Por Diego Zúñiga Marzo 17, 2017

“Silencio”, de Martin Scorsese.

Hay algo incuestionablemente hermoso en la obsesión de un cineasta por filmar una historia que no puede sacar de su cabeza. Dicen, a propósito de eso, que Martin Scorsese leyó por primera vez Silencio, la novela de Shūsaku Endō, en 1989, cuando se dirigía a grabar Dreams, de Akira Kurosawa, donde Scorsese interpretaría a Vincent van Gogh. La lectura de esa novela japonesa lo dejó convencido de que debía adaptarla. Era una historia que tenía que ver con su fe: es el siglo XVII y dos sacerdotes se enteran de que su mentor —quien fue a evangelizar tierras japonesas— ha cometido apostasía, es decir, ha abjurado de su fe cristiana. Entonces, deciden ir en busca de él.

Casi treinta años después, y luego de muchos intentos por conseguir financiamiento, Scorsese filmó aquella novela y la convirtió en una de sus películas más singulares. Porque Silencio tiene que ver, por supuesto, con esa pregunta constante por la fe que se ha hecho Scorsese en varios de sus filmes, pero su apuesta estética resulta muy diferente a la de sus últimas y hollywoodenses películas. ¿Es el director de la contenida y violentamente japonesa Silencio el mismo que filmó la explosiva y excesiva El lobo de Wall Street? Resulta increíble pensar en dos películas tan distintas filmadas por un mismo cineasta, pero Scorsese es así: un monstruo impredecible,  que no se cansa de asumir riesgos. Con Silencio, de hecho, vuelve a filmar una historia que se desborda, pero con una contundencia admirable. Así seguimos a Sebastião Rodrigues (Andrew Garfield) y Francisco Garupe (Adam Driver) en el viaje que emprenden hacia Japón, en busca de Cristóvão Ferreira, su maestro, un imprescindible Liam Neeson que ha abjurado de la fe católica para sobrevivir en ese mundo hostil, donde si no abandonaba sus hábitos iba a ser torturado hasta la muerte por los japoneses, quienes en su mayoría entendían la fe de otra manera.

Silencio es una película incómodamente católica, donde no hay muchos matices cuando se habla de los misioneros cristianos: ellos son los mártires, al igual que los japoneses que quieren seguirlos en su fe. Scorsese filma a esos hombres de una manera fascinante: imposible olvidar la escena en que un campesino es crucificado a la orilla del mar y muere tras varios días de ser embestido por las olas. Silencio es una historia sobre la fe, pero también sobre cómo tras ella pueden acechar la violencia y la crueldad.
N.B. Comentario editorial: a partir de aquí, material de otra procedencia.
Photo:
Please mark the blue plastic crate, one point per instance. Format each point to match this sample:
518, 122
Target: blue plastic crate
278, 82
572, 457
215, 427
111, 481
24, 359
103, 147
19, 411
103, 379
En este caso, eso sí, aquella violencia sólo la ejercen los japoneses. Pero sabemos, porque la historia así lo ha demostrado, que los misioneros católicos no eran necesariamente santos, sino, en muchos casos, hombres intolerantes que querían imponer su fe a cualquier costo. Pero la opción de Scorsese es muy clara y está bien que así sea, probablemente. Ahora, si se deja a un lado esa mirada arbitraria, la película es, en muchos momentos, un prodigio cinematográfico. Pero sobre todo una pregunta que no resulta fácil de responder. Incómoda, necesaria, a ratos indudablemente fascinante.